Na desmesurada sabedoria da minha juventude… eu não hesitaria em dizer quem é o “homem”… “ser humano”. Actualmente… depois de inúmeras reflexões e estudos e das mais variadas vivências… com muita humildade… tenho de resignar-me a dizer que não sei.
Eu não sei quem é o homem! Eu conheço e vivo Jesus Cristo mas não consigo compreender quem é Deus! Eu não conheço o Mundo!… E quanto mais tento aprofundar as minhas experiências e saberes… mais oportunidades encontro de testar a minha incomensurável ignorância.

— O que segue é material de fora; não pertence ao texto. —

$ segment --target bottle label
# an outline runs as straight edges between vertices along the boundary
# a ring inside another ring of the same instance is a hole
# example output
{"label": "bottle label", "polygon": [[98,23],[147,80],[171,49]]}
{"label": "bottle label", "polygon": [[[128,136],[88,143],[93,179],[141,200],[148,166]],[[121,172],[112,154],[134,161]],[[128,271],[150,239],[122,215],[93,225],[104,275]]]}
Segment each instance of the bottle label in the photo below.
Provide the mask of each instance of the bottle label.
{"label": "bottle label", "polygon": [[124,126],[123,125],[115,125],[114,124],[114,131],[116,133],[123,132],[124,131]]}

Mas não sou única!... Há dias, encontrei a minha amiga Vanda que não via faz tempo. Depois de serenados os ânimos das manifestações alegres e entusiastas do encontro, resolvemos tomar um saboroso e tranquilizante chazinho para pormos a conversa em dia. E não sei como, talvez por termos gostos idênticos, demos connosco a falar sobre a melhor forma de viver a espiritualidade.
Neste contexto, dizia-me ela:
-“Eu cada vez percebo menos de tudo quanto vejo… o desconhecimento de Deus, da vida e das coisas, cada vez é maior. Mas também isso de pouco me interessa. Na minha forma de ser e estar, vou ultrapassando esta intempérie apostando viver lado a lado com o mistério… ou melhor dizendo… integrada no mistério… porque eu… embora infimíssima… também sou uma célula da humanidade.”
Depois da minha convicta concordância, continuou:
-“Pensar que ‘o mais importante é invisível aos olhos’ faz parte do meu dia a dia, em todos os seus momentos, e dá-me a oportunidade de, pelo menos, tentar olhar as pessoas que me rodeiam de forma amorosa e compreensiva, porque consigo vê-las com os olhos do meu coração ou sentimento.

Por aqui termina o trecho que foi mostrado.